Aschermittwochs-Fischessen am 13. Februar 2013 auf dem Olympiaturm

Zum traditionellen Fischessen des SDW München am Aschermittwoch ging es dieses Jahr hoch hinaus. In Sekundenschnelle ließen rund 35 Mitglieder und Gäste per Expresslift den Alltag unter und hinter sich zurück, um sich auf 181 Metern Höhe über der Stadt kulinarisch verwöhnen zu lassen und sich dabei neue Horizonte zu erschließen.

Vor dem exklusiven Aschermittwoch-Dinner nahmen Viele das Angebot wahr, von der über dem Restaurant gelegenen Plattform aus, die herrliche Aussicht auf das nächtliche, verschneite München und das Umland zu genießen. Auch der neue Schweizer Konsul in München, Frank Nohl, Nachfolger von René Bänziger, versuchte einen Blick bis in seine Heimat zu werfen. Tobias Kohler von der Olympiapark München GmbH informierte uns über interessante Fakten: In 40 Jahren Olympiapark wurden mehr als 190 Millionen Tickets verkauft. Pro Jahr finden bis zu 350 Veranstaltungen auf dem Gelände statt. Nicht zuletzt  die verlorene Bewerbung für die Olympischen Winterspiele 2018 habe, so Kohler, dem Olympiapark wieder internationales Ansehen verliehen. Kein Wunder, dass es im Hinblick auf eine Bewerbung für die Winterspiele 2022 dem Schweizer IOC-Mitglied Jean Franco Kasper, der St. Moritz als Austragungsort favorisiert, lieber wäre, „wenn München sich nicht bewerben würde“.

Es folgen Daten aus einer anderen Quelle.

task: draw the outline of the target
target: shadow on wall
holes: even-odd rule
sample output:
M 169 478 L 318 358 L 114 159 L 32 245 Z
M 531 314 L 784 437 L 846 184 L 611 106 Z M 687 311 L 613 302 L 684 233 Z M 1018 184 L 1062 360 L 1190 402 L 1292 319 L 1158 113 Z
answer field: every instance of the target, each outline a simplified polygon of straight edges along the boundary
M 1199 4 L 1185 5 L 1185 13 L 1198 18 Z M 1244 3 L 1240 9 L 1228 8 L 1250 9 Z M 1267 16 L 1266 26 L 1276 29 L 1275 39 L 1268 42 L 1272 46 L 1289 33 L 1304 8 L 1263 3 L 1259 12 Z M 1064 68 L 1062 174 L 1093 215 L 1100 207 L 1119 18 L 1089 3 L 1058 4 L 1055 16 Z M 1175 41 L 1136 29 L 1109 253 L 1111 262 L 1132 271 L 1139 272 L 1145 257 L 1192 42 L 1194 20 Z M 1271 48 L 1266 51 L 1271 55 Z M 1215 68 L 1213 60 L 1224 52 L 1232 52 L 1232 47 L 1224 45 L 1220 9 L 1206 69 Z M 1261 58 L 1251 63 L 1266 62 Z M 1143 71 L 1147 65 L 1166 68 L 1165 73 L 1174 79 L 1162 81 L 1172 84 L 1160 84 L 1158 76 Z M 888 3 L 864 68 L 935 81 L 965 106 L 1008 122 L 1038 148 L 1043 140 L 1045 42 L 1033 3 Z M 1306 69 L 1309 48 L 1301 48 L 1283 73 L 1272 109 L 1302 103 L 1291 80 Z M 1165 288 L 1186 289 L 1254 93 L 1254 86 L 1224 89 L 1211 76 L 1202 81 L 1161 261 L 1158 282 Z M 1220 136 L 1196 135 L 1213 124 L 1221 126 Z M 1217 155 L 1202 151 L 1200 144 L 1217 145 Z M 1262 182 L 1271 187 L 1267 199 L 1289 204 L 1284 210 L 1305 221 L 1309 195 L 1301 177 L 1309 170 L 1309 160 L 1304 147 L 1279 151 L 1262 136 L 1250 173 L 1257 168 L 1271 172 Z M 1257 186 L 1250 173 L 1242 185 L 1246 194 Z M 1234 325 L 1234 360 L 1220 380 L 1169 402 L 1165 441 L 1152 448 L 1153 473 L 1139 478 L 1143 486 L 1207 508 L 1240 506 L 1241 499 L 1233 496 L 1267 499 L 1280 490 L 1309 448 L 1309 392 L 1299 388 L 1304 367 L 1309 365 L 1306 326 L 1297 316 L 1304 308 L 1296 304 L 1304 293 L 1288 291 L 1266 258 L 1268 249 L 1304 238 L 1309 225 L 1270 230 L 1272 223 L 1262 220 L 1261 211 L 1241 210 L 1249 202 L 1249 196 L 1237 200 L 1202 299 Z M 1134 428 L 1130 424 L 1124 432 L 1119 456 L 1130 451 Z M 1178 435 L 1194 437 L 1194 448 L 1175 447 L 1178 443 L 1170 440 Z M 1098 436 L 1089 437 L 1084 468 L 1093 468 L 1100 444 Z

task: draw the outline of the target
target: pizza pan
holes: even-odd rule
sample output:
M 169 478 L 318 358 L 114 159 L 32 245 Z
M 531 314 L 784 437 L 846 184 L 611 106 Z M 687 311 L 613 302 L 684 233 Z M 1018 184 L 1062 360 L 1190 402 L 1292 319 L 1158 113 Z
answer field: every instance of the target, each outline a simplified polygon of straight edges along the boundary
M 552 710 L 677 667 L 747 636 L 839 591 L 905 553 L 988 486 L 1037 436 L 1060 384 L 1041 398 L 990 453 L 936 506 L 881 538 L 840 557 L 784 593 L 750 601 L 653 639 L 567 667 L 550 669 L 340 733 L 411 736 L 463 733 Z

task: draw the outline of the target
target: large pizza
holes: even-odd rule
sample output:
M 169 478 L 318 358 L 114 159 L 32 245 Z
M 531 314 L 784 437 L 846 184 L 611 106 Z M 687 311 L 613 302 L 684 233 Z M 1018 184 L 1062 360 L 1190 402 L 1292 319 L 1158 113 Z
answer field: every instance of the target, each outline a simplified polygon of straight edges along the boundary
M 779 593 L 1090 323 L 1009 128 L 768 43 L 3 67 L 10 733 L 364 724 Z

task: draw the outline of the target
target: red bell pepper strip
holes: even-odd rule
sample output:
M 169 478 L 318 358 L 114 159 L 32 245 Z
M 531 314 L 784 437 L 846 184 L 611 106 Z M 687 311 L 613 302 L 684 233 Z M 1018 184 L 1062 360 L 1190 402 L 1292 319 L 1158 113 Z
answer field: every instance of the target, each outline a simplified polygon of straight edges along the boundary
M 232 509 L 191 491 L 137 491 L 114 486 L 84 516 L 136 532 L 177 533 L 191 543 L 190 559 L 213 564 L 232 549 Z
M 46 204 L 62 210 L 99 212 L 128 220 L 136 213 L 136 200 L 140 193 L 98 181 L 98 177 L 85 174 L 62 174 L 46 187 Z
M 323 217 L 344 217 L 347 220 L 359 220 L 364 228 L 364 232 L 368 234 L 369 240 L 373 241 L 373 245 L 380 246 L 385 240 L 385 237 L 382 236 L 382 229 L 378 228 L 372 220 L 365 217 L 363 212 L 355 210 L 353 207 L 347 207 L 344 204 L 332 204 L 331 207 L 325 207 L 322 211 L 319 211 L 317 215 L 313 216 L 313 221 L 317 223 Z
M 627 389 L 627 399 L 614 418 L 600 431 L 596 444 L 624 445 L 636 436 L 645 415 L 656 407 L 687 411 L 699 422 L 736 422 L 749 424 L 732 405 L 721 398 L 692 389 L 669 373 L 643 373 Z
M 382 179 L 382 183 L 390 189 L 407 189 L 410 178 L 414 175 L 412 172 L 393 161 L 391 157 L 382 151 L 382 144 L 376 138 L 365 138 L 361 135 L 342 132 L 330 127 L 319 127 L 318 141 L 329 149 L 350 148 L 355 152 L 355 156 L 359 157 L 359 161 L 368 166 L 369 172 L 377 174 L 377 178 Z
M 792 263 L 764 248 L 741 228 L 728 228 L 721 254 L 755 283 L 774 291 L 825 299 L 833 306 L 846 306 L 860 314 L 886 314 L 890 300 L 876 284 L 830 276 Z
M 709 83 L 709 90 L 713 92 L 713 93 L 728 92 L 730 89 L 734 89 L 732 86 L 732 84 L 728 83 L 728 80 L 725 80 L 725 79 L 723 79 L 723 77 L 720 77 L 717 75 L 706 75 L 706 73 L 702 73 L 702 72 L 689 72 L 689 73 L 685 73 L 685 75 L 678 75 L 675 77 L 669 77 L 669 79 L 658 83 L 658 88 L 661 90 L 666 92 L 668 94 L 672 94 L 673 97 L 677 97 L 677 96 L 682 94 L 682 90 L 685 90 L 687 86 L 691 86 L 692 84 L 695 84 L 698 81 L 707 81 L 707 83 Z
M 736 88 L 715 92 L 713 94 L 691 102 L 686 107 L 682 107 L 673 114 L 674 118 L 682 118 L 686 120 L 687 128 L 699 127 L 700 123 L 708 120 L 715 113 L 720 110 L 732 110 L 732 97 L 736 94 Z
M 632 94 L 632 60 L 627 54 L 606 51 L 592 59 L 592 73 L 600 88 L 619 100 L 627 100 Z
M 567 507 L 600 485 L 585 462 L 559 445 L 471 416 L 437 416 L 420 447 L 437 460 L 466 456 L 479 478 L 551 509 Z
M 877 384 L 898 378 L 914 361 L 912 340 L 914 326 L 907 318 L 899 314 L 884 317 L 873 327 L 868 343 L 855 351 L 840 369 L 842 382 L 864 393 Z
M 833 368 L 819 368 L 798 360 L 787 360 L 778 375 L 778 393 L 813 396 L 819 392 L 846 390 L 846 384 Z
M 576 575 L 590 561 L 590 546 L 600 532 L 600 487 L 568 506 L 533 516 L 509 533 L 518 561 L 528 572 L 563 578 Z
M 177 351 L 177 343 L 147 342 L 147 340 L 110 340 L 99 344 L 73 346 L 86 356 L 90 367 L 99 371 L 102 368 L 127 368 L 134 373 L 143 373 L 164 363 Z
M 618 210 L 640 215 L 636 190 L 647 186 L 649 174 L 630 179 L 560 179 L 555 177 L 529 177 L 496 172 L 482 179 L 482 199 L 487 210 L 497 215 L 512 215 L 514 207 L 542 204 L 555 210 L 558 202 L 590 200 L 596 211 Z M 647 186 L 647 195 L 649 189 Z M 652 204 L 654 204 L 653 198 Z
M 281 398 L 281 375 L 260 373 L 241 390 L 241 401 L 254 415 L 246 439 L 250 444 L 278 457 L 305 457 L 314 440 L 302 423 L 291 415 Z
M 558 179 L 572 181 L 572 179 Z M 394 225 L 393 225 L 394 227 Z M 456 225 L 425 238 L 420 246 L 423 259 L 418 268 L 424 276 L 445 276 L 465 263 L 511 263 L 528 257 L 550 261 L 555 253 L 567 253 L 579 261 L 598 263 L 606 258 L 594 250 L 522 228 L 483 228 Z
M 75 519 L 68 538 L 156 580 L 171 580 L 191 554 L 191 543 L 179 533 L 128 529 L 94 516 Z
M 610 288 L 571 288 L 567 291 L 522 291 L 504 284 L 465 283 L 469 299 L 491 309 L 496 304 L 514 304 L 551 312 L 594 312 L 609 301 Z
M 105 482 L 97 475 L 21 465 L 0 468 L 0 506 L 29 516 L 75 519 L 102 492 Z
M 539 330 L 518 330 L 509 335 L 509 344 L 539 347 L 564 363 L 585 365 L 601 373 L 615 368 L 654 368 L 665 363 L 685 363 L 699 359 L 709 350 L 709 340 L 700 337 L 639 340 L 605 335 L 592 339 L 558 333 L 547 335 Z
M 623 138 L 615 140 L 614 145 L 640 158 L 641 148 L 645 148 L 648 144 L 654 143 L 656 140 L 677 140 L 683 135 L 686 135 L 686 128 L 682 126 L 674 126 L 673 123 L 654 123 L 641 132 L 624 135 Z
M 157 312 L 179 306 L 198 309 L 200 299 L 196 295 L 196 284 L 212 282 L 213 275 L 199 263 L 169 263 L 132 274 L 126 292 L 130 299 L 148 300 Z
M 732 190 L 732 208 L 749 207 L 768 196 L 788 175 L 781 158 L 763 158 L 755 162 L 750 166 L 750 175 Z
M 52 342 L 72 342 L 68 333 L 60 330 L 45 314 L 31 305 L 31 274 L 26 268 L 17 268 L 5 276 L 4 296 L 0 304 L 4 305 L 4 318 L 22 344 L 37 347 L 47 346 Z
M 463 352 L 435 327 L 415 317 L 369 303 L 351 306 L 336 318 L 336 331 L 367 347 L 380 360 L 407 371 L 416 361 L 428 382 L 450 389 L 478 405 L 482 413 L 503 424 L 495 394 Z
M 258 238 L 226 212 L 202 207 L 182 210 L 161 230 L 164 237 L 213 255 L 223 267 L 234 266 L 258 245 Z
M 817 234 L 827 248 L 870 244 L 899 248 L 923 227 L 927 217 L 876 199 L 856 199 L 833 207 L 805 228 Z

Nach dem informativen Ausflug in die umliegende Welt des Olympiaparks war dann der Appetit und die Neugier groß auf das kulinarische Hauptprogramm des Aschermittwochtreffens. Das Fisch-Dinner im Restaurant 181, das uns von Sterne-Gourmet-Koch Otto Koch, offeriert wurde, erfüllte alle Erwartungen. Koch, der das Restaurant seit nunmehr drei Jahren erfolgreich führt, hat selbst viele Jahre in der Schweiz gastronomische Erfahrungen gesammelt.  Er und seine Mitarbeiter verwöhnten unsere Gaumen mit hausgeräuchertem Lachs, mit in Kräutern gebratenen Garnelen mit Limetten-Mascarpone-Ravioli und Hummersauce, mit Eglifilet mit Paprikakruste  und Mango-Passionsfruchttörtchen mit Cassissorbet. Einfach klasse und Kommentar überflüssig!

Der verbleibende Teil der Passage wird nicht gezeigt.